Expression of CPEB1 gene and its function in male and female gonadal development of Hyriopsis cumingii

Hyriopsis cumingii, an endemic species of China, is also an important economic shellfish and is widely used in the pearl farming industry. In order to better understand the role of CPEB1 gene in meiosis of H. cumingii oocytes and its function in gonadal development of H. cumingii, we cloned the full-length CPEB1 cDNA (2 527 bp) and analyzed its structural features. Tissue expression patterns were examined via RT-qPCR, with gene localization determined by in situ hybridization. Two RNA interference strands (G1, G2) were designed for gene silencing, coupled with flow cytometry for oocyte cycle analysis and downstream gene (P90rsk, CDC25B) expression profiling. The CPEB1 cDNA contains a 1 971 bp ORF encoding 657 amino acids. RT-qPCR revealed significantly higher CPEB1 expression in female tissues (except liver) versus males, with ovarian expression exceeding testicular levels by >2 000-fold. In situ hybridization demonstrated strong cytoplasmic signals in female ovarian oocytes of the experimental group compared to negative controls, while no significant positive signal observed in the male testis experimental group compared to the control group. RNAi strand G2 exhibited maximal interference efficiency (91.98% in females vs. 23.46% in males).

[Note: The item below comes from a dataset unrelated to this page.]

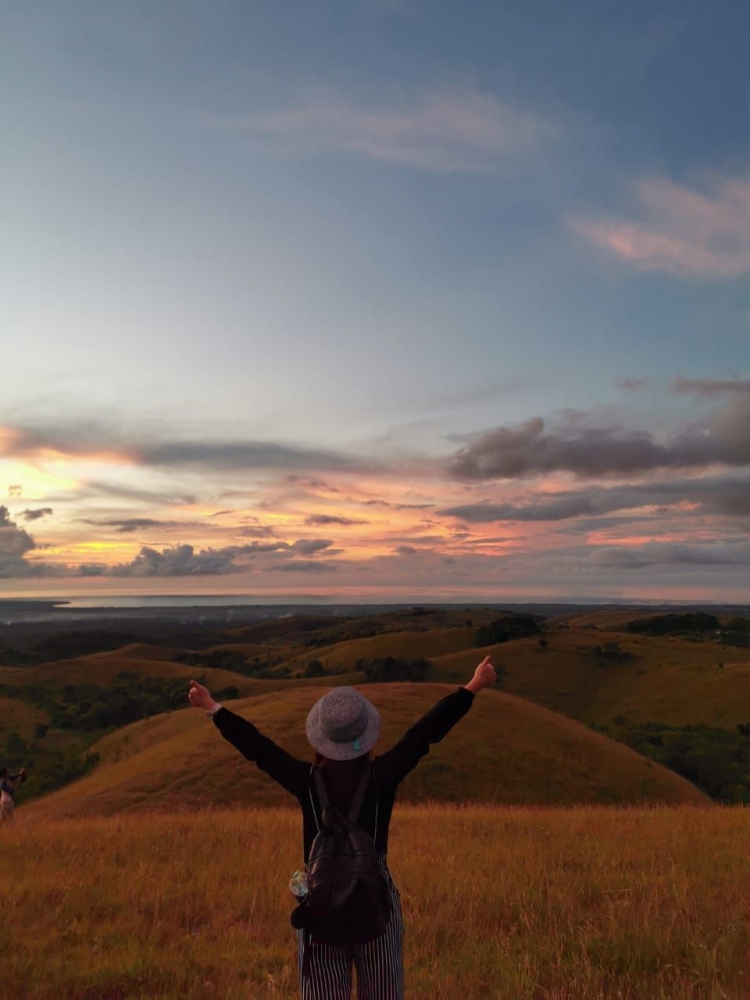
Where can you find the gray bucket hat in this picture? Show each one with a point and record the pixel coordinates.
(343, 724)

Post-interference, female P90rsk and CDC25B expression decreased by 44.14% and 44%, respectively, while male CDC25B declined by 78.19%with no significant P90rsk changes. Compared with the control group, the proportion of oocytes in G1 phase increased and decreased in S phase, and there was no significant change in G2 phase, suggesting that the interference of CPEB1 gene may hinder the normal transition of oocytes from G1 phase to S phase, indicating that CPEB1 gene may play a role in the process of oocyte meiosis. It affects the ovarian development of the H. cumingii, which is of great significance for exploring the sex differentiation of the H. cumingii.The identified sexually dimorphic regulatory mechanisms provide theoretical support for gender-controlled breeding and direct applications in pearl aquaculture optimization.